Sabahleyin uyandım. Sumi Karşımdaydı.
Sumi: Hadi kalk artık. Bak Aoi-san bize çoook büyük bir kahvaltı hazırlamış. Tanjiro'lar da bizimle yiyecekmiş sanırsam.
Yemeği duyduğum anda yataktan fırladım. Yemeği severim.
Sumi banyoyu gösterdi bana. Bende banyoya girip yüzümü yıkadım. Banyodan çıktığımda Sumi kapıda beni bekliyordu. Çoktan hazırlanmış kendisi.
Sumi ile aşağıya indik. Mutfağa gittik. Sofrada Tanjiro ve grubu, Aoi ve tanımadığım 2 kız vardı. Birisinde iblis avcısı üniforması vardı bu yüzden avcı olduğunu düşünüyorum.
Diğeri ağzına bambu ağızlık takmış çok güzel bir kızdı. Bizi bekliyorlardı. Yaklaşıp oturdum.
Tanjiro: Günaydın!!! Hoşgeldiniz.
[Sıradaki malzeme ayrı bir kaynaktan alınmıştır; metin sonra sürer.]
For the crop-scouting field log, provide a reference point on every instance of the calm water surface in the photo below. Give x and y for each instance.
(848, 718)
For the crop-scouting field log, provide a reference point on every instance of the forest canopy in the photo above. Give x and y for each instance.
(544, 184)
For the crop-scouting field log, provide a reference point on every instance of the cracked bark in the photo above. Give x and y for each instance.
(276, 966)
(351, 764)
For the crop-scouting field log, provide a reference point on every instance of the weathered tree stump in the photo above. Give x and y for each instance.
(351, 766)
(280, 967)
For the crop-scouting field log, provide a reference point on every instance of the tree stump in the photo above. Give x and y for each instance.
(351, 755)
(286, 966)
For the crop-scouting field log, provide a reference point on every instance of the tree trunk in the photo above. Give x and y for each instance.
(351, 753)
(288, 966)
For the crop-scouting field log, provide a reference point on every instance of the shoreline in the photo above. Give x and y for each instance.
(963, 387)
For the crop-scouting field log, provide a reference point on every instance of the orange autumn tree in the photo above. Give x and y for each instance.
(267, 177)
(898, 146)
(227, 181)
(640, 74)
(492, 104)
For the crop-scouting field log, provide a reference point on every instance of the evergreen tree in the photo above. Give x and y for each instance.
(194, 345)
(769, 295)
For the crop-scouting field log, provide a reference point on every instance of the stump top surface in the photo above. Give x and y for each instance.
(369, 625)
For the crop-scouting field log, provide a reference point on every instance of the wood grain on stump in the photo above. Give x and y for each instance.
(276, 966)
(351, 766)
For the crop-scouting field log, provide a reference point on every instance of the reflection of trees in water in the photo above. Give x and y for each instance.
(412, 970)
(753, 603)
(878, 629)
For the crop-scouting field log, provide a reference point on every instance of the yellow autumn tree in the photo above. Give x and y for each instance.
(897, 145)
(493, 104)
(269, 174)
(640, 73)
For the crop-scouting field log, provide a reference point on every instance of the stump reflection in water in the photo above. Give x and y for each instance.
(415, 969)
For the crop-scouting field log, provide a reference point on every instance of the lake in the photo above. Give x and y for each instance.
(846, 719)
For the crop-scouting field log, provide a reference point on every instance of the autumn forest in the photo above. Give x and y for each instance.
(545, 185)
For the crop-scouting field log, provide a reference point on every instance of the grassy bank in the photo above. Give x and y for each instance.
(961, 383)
Sizi bu kızlarla tanıştırmamıştık. Bu Kanao. O da bir iblis avcısı ve Shinobu'nun öğrencisi. Aynı Sumi'nin olacağı gibi.Bu da Nezuko. Kendisi kardeşim olur. Ağzında bambu var çünkü o bir iblis. Ama merak etme. O bildiğiniz iblislerden değil.
O iyi bir iblis. Bizimle birlikte diğer iblislerle savaşır. (Nezuko'nun kafasını okşar)Nezuko: Mmhh mh!
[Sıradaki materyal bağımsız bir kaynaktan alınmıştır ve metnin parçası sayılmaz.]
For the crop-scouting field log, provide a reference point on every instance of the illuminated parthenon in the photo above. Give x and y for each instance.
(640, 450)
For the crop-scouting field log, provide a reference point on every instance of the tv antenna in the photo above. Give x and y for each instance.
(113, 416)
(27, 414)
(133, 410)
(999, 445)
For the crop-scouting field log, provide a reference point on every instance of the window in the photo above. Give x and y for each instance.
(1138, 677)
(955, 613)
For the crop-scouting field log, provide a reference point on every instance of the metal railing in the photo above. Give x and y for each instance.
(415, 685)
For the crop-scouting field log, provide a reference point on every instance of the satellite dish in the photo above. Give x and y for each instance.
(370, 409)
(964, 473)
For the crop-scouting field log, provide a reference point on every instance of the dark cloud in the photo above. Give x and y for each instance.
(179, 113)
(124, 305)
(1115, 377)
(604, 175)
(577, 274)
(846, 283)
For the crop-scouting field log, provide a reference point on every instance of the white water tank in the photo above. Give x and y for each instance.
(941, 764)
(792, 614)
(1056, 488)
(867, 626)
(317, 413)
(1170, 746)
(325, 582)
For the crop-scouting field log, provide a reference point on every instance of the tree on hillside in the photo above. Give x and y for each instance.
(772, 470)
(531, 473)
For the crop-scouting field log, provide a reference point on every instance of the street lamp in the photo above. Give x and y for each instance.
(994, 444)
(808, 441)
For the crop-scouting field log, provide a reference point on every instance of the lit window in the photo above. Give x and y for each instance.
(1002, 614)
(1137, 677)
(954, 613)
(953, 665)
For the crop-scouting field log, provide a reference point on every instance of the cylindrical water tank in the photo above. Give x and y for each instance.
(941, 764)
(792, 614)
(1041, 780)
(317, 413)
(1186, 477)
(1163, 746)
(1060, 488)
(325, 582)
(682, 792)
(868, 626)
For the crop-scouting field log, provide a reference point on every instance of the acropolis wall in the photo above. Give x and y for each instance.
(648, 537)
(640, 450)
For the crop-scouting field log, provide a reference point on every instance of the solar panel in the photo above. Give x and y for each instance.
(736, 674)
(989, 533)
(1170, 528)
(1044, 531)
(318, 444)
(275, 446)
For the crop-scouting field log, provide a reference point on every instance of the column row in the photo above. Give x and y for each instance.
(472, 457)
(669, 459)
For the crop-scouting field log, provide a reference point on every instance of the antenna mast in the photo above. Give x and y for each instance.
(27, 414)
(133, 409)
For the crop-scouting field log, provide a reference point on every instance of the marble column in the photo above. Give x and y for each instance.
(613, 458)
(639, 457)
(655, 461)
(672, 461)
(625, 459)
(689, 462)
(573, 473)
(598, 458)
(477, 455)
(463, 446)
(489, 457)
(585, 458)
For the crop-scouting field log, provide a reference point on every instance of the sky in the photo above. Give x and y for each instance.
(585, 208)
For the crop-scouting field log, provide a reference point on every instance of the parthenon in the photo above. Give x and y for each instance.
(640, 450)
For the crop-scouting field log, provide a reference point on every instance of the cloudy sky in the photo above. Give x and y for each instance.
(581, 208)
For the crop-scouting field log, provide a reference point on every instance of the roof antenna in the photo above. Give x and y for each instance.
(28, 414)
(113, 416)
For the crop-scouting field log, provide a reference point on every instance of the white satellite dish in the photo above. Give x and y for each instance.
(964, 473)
Kamiki: Anlattığın için teşekkürler Tanjiro. Sana da teşekkürler Aoi yemek için.
Aoi: Ne demek. Hadi başlayın. Afiyet olsun.Zenitsu: Yemek çok güzel. Ama Nezuko-chan kadar değil. Değil mi?
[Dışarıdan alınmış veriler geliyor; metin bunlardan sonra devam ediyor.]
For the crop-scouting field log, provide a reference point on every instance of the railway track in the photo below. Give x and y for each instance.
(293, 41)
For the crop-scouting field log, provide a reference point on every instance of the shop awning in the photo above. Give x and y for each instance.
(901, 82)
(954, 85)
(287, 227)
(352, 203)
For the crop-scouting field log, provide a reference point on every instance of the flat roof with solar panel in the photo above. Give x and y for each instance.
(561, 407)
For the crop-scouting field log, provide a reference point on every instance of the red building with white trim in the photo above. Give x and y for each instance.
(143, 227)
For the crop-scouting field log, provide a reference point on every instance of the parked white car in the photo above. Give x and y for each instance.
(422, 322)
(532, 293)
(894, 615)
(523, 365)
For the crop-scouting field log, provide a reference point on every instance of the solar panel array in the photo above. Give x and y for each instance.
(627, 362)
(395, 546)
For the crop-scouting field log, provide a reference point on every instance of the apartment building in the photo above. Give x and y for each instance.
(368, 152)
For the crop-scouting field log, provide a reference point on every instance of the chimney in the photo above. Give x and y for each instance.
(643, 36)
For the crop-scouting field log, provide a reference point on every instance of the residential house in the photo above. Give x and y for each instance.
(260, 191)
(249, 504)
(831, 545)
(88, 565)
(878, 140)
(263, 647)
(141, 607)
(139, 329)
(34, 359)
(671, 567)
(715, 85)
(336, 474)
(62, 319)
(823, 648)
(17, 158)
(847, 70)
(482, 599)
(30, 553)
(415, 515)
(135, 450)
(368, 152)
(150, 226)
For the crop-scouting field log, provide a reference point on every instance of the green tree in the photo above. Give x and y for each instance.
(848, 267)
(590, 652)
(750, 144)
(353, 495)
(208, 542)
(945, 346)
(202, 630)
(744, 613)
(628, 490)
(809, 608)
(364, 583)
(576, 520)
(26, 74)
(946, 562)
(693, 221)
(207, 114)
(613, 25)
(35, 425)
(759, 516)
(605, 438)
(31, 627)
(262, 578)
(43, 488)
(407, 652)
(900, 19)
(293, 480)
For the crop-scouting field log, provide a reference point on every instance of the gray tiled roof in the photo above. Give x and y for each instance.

Kamiki: Evet.. Y-yani yemekte ç-çok güzel ama..!
-----------------------------------------------------------------------------------------------------------------------------
Güzel bir yemeğin ardından Rengoku odaya giriş yaptı ve beni eğitime başlamak için dışarı çıkardı.
İlk olarak beni bir dağın en tepesine çıkardı ve şöyle dedi:
Rengoku: Seni buraya gücünü ve dayanıklılığını ölçmek için getirdim. Bu dağdan tek başına inecek ve malikaneye geri gideceksin. Bol şans. Göreyim seni aslan parçası!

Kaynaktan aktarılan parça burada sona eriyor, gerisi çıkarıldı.